EnergyAction: Unimanual to Bimanual Composition with Energy-Based Models

arXiv cs.RO / 3/24/2026

💬 OpinionSignals & Early TrendsIdeas & Deep AnalysisModels & Research

Key Points

  • EnergyAction is a framework for compositional transfer from unimanual manipulation policies to bimanual robot tasks using energy-based models (EBMs) despite limited bimanual demonstration data.
  • The approach represents left and right unimanual policies as EBMs and composes them into a unified bimanual policy, aiming to better leverage existing unimanual knowledge.
  • It adds an energy-constrained temporal-spatial coordination mechanism to ensure bimanual action sequences are temporally coherent and spatially feasible.
  • The method proposes two energy-aware denoising strategies that adapt denoising steps based on action quality, improving action quality while maintaining computational efficiency.
  • Experiments on simulated and real-world bimanual tasks show EnergyAction outperforms prior approaches while requiring minimal bimanual data.

Abstract

Recent advances in unimanual manipulation policies have achieved remarkable success across diverse robotic tasks through abundant training data and well-established model architectures. However, extending these capabilities to bimanual manipulation remains challenging due to the lack of bimanual demonstration data and the complexity of coordinating dual-arm actions. Existing approaches either rely on extensive bimanual datasets or fail to effectively leverage pre-trained unimanual policies. To address this limitation, we propose \textbf{EnergyAction}, a novel framework that compositionally transfers unimanual manipulation policies to bimanual tasks through the Energy-Based Models (EBMs).

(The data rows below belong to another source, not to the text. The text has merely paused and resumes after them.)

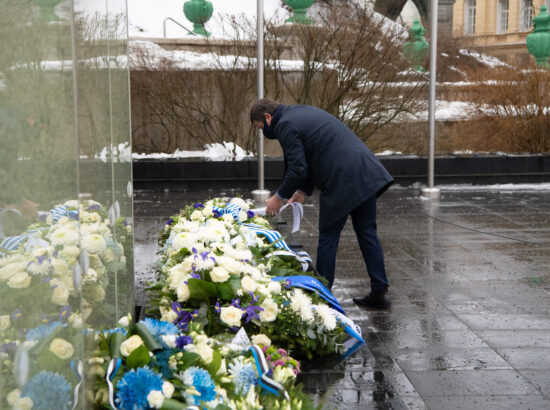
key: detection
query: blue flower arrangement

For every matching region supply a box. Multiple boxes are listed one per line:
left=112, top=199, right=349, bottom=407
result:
left=25, top=322, right=63, bottom=342
left=21, top=370, right=72, bottom=410
left=229, top=359, right=258, bottom=394
left=116, top=366, right=163, bottom=410
left=182, top=366, right=216, bottom=404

Specifically, our method incorporates three key innovations. First, we model individual unimanual policies as EBMs and leverage their compositional properties to compose left and right arm actions, enabling the fusion of unimanual policies into a bimanual policy. Second, we introduce an energy-based temporal-spatial coordination mechanism through energy constraints, ensuring the generated bimanual actions are both temporal coherence and spatial feasibility. Third, we propose two different energy-aware denoising strategies that dynamically adapt denoising steps based on action quality assessment. These strategies ensure the generation of high-quality actions while maintaining superior computational efficiency compared to fixed-step denoising approaches. Experimental results demonstrate that EnergyAction effectively transfers unimanual knowledge to bimanual tasks, achieving superior performance on both simulated and real-world tasks with minimal bimanual data.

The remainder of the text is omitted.